Liquid crystal display devices are widely used as image display devices for displaying color images. Many conventional liquid crystal display devices display color images using color filters. Further, field sequential type liquid crystal display devices are known as a liquid crystal display device for displaying color images without using color filters.
Typically, a field sequential type liquid crystal display device is provided with a backlight including light sources of red, green, and blue, and displays three fields of red, green, and blue in one frame period. When the red field is to be displayed, a liquid crystal panel is driven based on red video data, and the red light source emits light. Then, the green field and the blue field are displayed in a similar manner. The three fields displayed by time division are combined based on an afterimage effect on an observer's retina, and thus would be recognized as a single color image by the observer.
In the field sequential type liquid crystal display device, the observer often sees colors of these three fields separated when a line of sight of the observer moves within a display screen. This phenomenon is called as a color breakup. Displaying a white field in addition to red, green, and blue fields is conventionally known as a method of reducing color breakup. Aside from this, controlling brightness of the backlight for each area according to video data is known as a method of reducing power consumption of liquid crystal display devices.

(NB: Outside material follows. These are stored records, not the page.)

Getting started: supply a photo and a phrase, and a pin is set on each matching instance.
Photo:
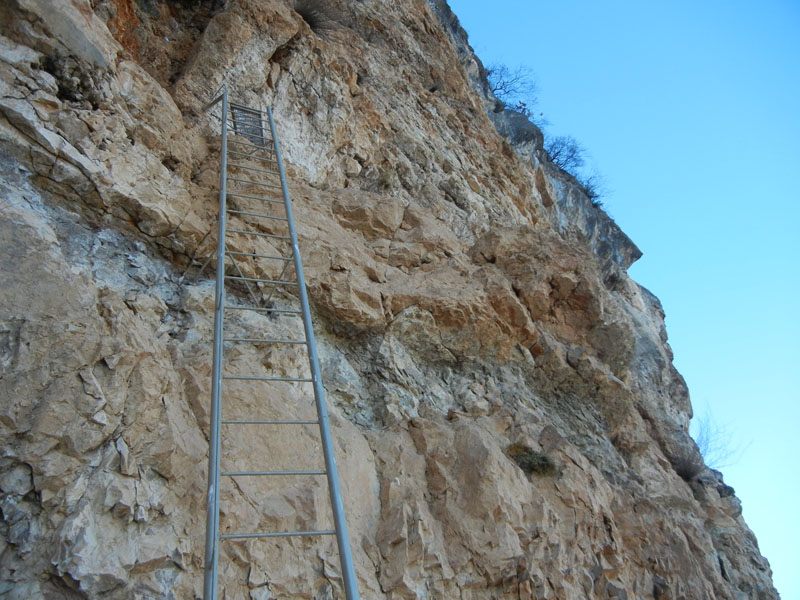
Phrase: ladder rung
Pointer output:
(234, 536)
(258, 309)
(263, 341)
(271, 200)
(266, 422)
(272, 281)
(244, 212)
(247, 109)
(269, 473)
(254, 169)
(258, 233)
(258, 378)
(264, 147)
(247, 181)
(252, 155)
(258, 255)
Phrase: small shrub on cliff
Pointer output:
(531, 461)
(320, 16)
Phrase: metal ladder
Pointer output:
(256, 164)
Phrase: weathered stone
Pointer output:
(467, 298)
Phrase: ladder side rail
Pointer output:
(342, 537)
(212, 498)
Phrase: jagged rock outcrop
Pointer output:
(508, 419)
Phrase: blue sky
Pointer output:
(691, 112)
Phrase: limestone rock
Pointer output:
(468, 299)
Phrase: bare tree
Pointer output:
(565, 152)
(715, 442)
(513, 87)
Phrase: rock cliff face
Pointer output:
(507, 416)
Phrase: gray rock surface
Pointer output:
(467, 298)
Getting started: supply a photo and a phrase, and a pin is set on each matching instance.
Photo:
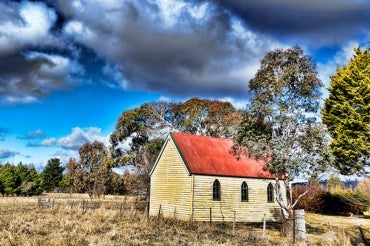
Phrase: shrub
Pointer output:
(338, 202)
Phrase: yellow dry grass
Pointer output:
(119, 220)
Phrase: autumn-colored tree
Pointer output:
(282, 126)
(72, 180)
(140, 132)
(347, 113)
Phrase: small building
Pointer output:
(198, 178)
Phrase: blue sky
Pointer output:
(68, 69)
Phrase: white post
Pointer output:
(264, 226)
(300, 225)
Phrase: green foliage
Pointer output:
(92, 173)
(347, 113)
(282, 126)
(140, 132)
(339, 202)
(19, 180)
(52, 174)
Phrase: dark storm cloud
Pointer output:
(194, 49)
(3, 133)
(4, 154)
(316, 21)
(31, 64)
(33, 135)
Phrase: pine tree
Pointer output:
(347, 113)
(52, 174)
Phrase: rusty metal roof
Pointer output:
(212, 156)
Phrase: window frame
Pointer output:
(216, 190)
(244, 192)
(270, 193)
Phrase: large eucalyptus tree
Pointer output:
(282, 126)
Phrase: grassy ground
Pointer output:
(115, 220)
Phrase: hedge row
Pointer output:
(339, 202)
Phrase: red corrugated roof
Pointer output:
(212, 156)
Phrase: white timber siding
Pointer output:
(170, 185)
(253, 210)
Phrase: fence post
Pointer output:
(121, 209)
(300, 225)
(159, 212)
(264, 226)
(234, 224)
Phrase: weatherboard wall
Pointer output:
(176, 193)
(253, 210)
(170, 187)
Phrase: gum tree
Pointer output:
(281, 126)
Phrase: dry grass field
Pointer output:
(114, 220)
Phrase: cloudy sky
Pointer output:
(69, 68)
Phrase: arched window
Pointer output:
(216, 190)
(270, 193)
(244, 192)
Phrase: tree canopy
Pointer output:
(137, 127)
(346, 112)
(52, 174)
(281, 126)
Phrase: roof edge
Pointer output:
(180, 153)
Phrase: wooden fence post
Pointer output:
(234, 224)
(159, 212)
(300, 225)
(264, 226)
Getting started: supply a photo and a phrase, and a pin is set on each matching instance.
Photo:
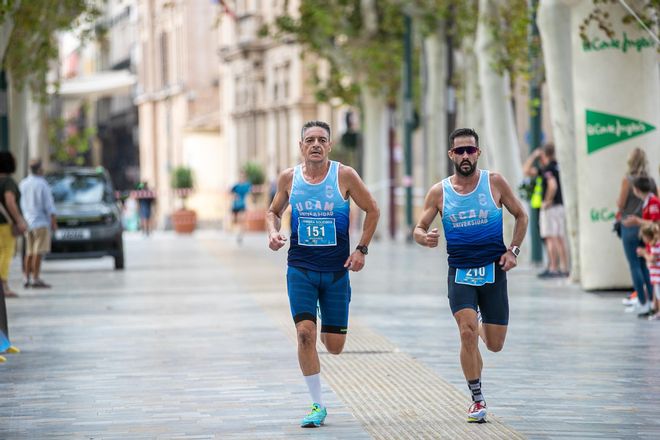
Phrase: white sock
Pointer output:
(314, 387)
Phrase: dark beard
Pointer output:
(467, 173)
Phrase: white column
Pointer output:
(616, 108)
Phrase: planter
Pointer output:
(184, 221)
(255, 220)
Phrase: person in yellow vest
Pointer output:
(542, 164)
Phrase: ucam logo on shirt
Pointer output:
(470, 217)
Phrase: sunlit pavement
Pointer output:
(193, 340)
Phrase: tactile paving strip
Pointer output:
(393, 395)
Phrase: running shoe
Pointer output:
(644, 310)
(12, 350)
(477, 412)
(315, 418)
(630, 299)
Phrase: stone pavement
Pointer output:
(193, 340)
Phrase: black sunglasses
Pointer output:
(462, 150)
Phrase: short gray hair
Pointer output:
(310, 124)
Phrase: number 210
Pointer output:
(476, 272)
(315, 231)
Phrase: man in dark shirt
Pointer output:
(552, 216)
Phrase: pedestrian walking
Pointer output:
(551, 215)
(12, 223)
(470, 204)
(240, 191)
(319, 191)
(38, 209)
(642, 188)
(650, 234)
(146, 198)
(630, 205)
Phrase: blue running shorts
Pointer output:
(332, 292)
(492, 298)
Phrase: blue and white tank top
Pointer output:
(319, 223)
(472, 224)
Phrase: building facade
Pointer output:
(266, 88)
(178, 103)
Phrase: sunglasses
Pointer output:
(462, 150)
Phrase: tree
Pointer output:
(362, 40)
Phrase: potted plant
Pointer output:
(255, 219)
(184, 220)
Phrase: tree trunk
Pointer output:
(554, 23)
(470, 109)
(500, 132)
(18, 125)
(435, 107)
(6, 28)
(376, 155)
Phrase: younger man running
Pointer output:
(470, 203)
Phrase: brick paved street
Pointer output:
(193, 340)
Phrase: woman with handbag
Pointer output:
(628, 205)
(12, 222)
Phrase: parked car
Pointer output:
(88, 215)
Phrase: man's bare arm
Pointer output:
(432, 202)
(274, 215)
(513, 205)
(358, 191)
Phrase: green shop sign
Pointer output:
(602, 215)
(604, 129)
(623, 44)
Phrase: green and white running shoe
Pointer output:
(315, 418)
(477, 412)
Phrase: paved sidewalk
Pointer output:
(194, 340)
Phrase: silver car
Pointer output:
(88, 215)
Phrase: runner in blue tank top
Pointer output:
(319, 192)
(470, 203)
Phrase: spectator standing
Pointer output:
(240, 191)
(39, 210)
(10, 197)
(650, 234)
(630, 205)
(551, 216)
(146, 199)
(642, 188)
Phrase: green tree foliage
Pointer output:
(335, 30)
(70, 148)
(255, 173)
(181, 178)
(32, 45)
(647, 11)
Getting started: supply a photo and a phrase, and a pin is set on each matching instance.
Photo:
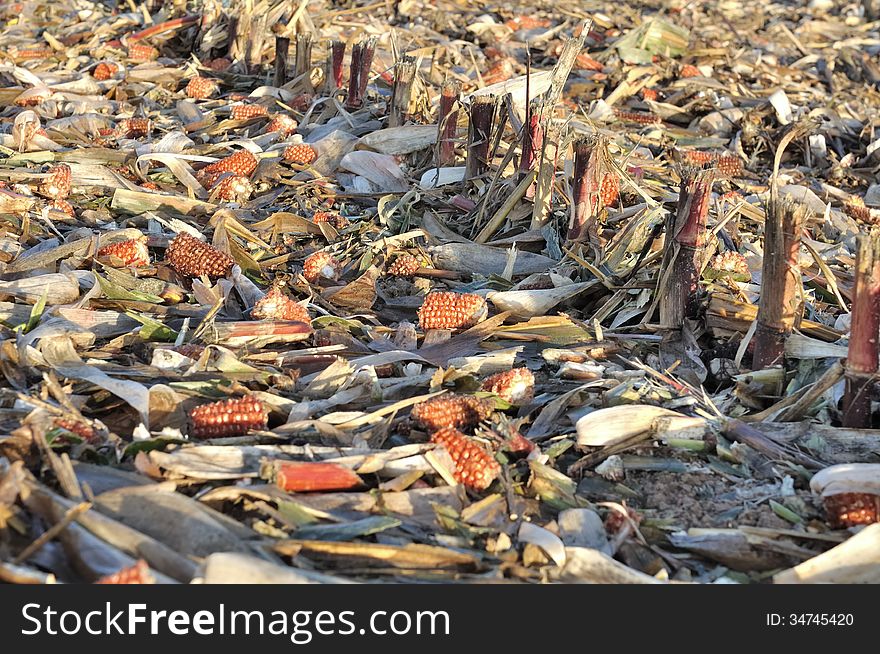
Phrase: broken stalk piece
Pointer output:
(359, 72)
(448, 121)
(482, 118)
(304, 59)
(401, 92)
(862, 357)
(282, 46)
(333, 74)
(777, 310)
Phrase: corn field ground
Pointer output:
(439, 291)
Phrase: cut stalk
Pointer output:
(594, 186)
(862, 358)
(304, 60)
(401, 92)
(448, 122)
(333, 75)
(359, 73)
(780, 274)
(685, 237)
(482, 119)
(282, 47)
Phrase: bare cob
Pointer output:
(864, 350)
(780, 277)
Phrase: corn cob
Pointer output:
(615, 521)
(139, 573)
(586, 62)
(527, 23)
(516, 386)
(850, 493)
(219, 64)
(248, 111)
(241, 163)
(332, 218)
(34, 53)
(233, 188)
(320, 265)
(32, 97)
(729, 263)
(193, 258)
(104, 70)
(191, 350)
(846, 510)
(500, 71)
(134, 128)
(855, 208)
(132, 253)
(447, 310)
(64, 207)
(283, 124)
(77, 427)
(200, 88)
(459, 411)
(726, 164)
(142, 52)
(641, 118)
(275, 305)
(303, 477)
(302, 102)
(405, 265)
(475, 467)
(234, 417)
(301, 154)
(57, 185)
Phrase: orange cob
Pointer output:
(241, 163)
(57, 185)
(846, 510)
(338, 222)
(516, 386)
(193, 258)
(729, 263)
(302, 477)
(642, 118)
(219, 64)
(475, 467)
(460, 411)
(586, 62)
(104, 70)
(248, 111)
(282, 124)
(34, 53)
(139, 573)
(302, 102)
(64, 207)
(405, 265)
(275, 305)
(142, 52)
(320, 265)
(233, 188)
(447, 310)
(132, 253)
(77, 427)
(856, 209)
(234, 417)
(301, 154)
(134, 128)
(200, 88)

Patent Document 1 describes an image display device that controls brightness of a backlight for each area, and displays white, red, green, and blue fields (see FIG. 15). The image display device shown in FIG. 15 performs resolution reduction processing to input video signals Rorg, Gorg, and Borg to obtain light emission patterns BLr, BLg, and BLb of the backlight for each partial light emitting area. Then, the image display device generates partial driving video signals R, G, and B by dividing the input video signals Rorg, Gorg, and Borg by results obtained when diffusion processing is applied to the light emission patterns BLr, BLg, and BLb, and extracts a common white component Wcom from the partial driving video signals R, G, and B. Patent Document 2 describes a field sequential video display device that resolves one frame of a video signal into a plurality of fields, the number of the fields being greater than the number of colors of single color light sources.